The improved, triangular-shaped flange lifting device for lifting and rigging flanges during the fabrication improves user safety and facilitates the alignment of a blind flange with a pipe fitting, without requiring awkward fittings or hazardous methods that compromise safety and the effectiveness of the workers. By enabling a user to align the bolts, there is no need to reorient the flange prior to inserting bolts through a plurality of eyes to initiate connection. The device incorporates two opposing claws, which catch a pair of lifting bolts inserted through the eyes of a flange. One claw catches the lifting bolts in the ledge area of the claw horizontal region on either side of the flange. The bolts serve as lifting points and, with the assistance of a lifting means, such as a crane hoist or forklift, the device assists positioning such flanges into place for installation on a pipe opening. The present invention further eliminates the need to weld a lifting eye onto the flange, which is a costly endeavor. Instead, the present invention allows for the flange to be lifted directly by the lifting bolts, which will then be used to secure the flange to the pipe opening.
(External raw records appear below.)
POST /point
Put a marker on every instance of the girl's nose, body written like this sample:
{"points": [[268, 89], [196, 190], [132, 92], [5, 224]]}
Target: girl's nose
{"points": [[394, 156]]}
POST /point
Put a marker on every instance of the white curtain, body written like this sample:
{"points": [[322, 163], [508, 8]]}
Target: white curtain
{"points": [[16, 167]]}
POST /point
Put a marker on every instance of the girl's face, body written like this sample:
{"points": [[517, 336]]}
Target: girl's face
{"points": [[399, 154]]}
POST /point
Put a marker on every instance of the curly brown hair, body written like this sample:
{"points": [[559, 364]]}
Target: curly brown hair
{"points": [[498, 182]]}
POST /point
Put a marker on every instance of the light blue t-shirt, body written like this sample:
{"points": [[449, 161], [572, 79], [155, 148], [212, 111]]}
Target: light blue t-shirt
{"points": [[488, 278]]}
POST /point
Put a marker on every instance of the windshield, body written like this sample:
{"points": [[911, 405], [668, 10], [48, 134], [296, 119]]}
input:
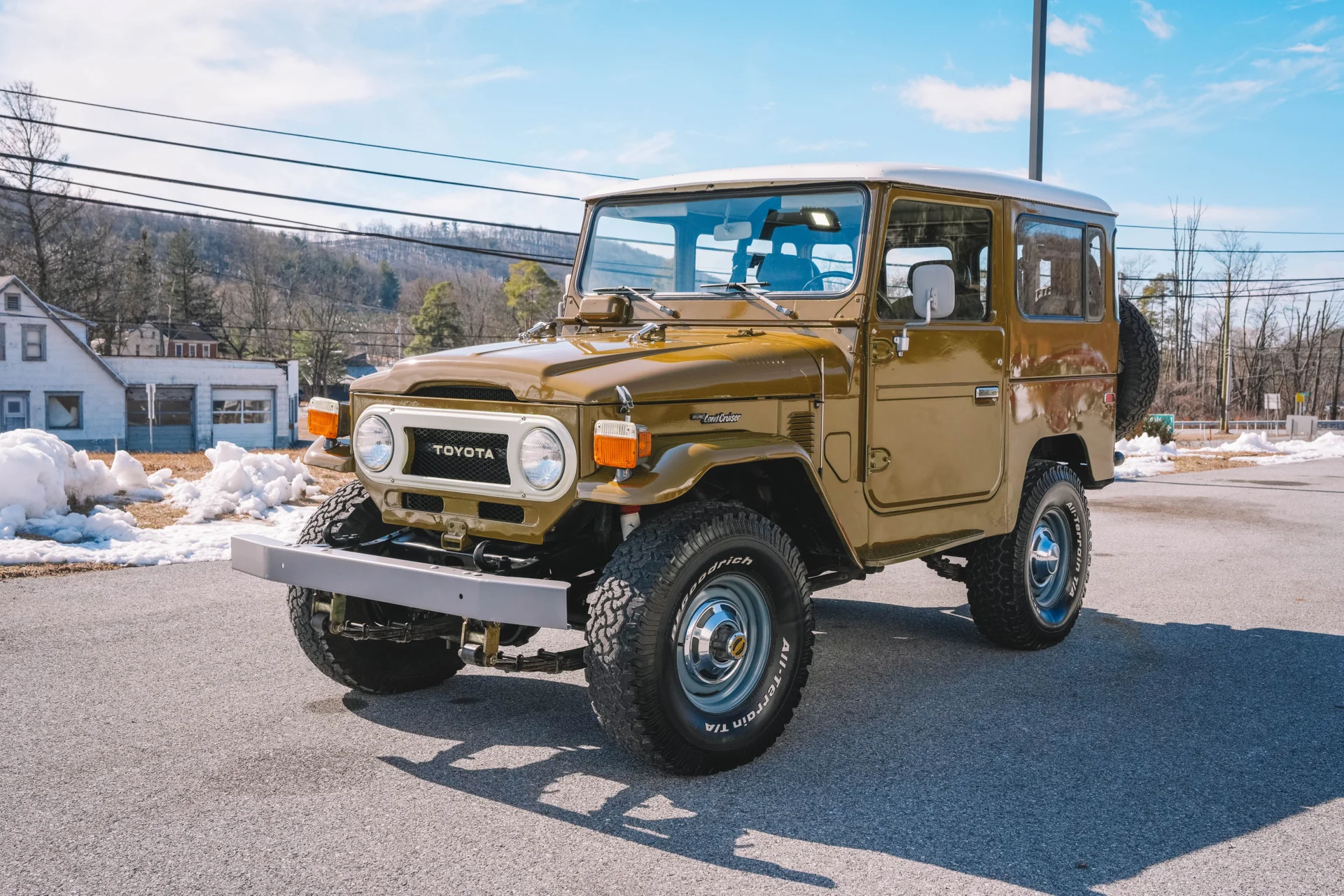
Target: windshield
{"points": [[771, 242]]}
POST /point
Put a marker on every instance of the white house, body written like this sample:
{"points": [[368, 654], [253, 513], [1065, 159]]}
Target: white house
{"points": [[51, 379]]}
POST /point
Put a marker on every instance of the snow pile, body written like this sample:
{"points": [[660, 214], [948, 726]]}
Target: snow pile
{"points": [[1145, 456], [41, 476], [242, 482]]}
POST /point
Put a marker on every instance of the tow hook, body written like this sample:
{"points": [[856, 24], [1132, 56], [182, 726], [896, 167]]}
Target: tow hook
{"points": [[482, 648], [629, 520]]}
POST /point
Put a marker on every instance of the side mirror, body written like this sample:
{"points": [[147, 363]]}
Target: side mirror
{"points": [[933, 288]]}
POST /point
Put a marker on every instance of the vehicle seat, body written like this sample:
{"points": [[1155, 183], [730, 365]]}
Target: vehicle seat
{"points": [[787, 273]]}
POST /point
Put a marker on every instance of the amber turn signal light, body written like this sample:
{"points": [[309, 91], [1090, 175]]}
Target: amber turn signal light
{"points": [[620, 444], [324, 416]]}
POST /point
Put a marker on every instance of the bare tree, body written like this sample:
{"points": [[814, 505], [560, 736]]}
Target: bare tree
{"points": [[38, 204]]}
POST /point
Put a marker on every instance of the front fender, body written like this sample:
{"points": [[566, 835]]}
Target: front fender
{"points": [[682, 464], [679, 466]]}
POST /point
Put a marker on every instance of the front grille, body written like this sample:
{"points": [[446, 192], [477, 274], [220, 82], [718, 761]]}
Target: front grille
{"points": [[454, 454], [467, 393], [426, 503], [803, 429], [500, 512]]}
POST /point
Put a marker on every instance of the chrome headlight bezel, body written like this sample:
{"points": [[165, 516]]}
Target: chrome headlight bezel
{"points": [[385, 444], [539, 450]]}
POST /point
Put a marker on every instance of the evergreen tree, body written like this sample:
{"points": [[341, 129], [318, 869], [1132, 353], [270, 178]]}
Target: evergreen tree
{"points": [[533, 296], [187, 290], [438, 324], [388, 286]]}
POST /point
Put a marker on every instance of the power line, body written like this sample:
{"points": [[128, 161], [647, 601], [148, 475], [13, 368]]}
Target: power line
{"points": [[1238, 251], [1234, 230], [319, 229], [233, 211], [293, 162], [269, 195], [330, 140]]}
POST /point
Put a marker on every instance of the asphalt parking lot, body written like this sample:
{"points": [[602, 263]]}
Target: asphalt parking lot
{"points": [[164, 734]]}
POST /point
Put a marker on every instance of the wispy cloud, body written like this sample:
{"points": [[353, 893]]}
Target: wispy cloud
{"points": [[503, 73], [1155, 20], [1073, 38], [647, 150], [995, 106]]}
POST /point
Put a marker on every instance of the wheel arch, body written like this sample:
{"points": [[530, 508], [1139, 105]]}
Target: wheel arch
{"points": [[1069, 449], [768, 473]]}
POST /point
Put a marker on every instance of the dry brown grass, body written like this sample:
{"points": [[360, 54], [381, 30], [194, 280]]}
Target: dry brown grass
{"points": [[30, 570]]}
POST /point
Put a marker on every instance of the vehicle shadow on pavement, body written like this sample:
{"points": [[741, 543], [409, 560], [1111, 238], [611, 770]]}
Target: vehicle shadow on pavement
{"points": [[1126, 746]]}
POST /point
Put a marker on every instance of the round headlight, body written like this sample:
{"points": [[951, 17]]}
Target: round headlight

It is therefore submitted that the instant invention has been shown and described in what is considered to be the most practical and preferred embodiments. It is recognized, however, that departures may be made within the scope of the invention and that obvious modifications will occur to a person skilled in the art. With respect to the above description then, it is to be realized that the optimum dimensional relationships for the parts of the invention, to include variations in size, materials, shape, form, function and manner of operation, assembly and use, are deemed readily apparent and obvious to one skilled in the art, and all equivalent relationships to those illustrated in the drawings and described in the specification are intended to be encompassed by the present invention.
Therefore, the foregoing is considered as illustrative only of the principles of the invention. Further, since numerous modifications and changes will readily occur to those skilled in the art, it is not desired to limit the invention to the exact construction and operation shown and described, and accordingly, all suitable modifications and equivalents may be resorted to, falling within the scope of the invention.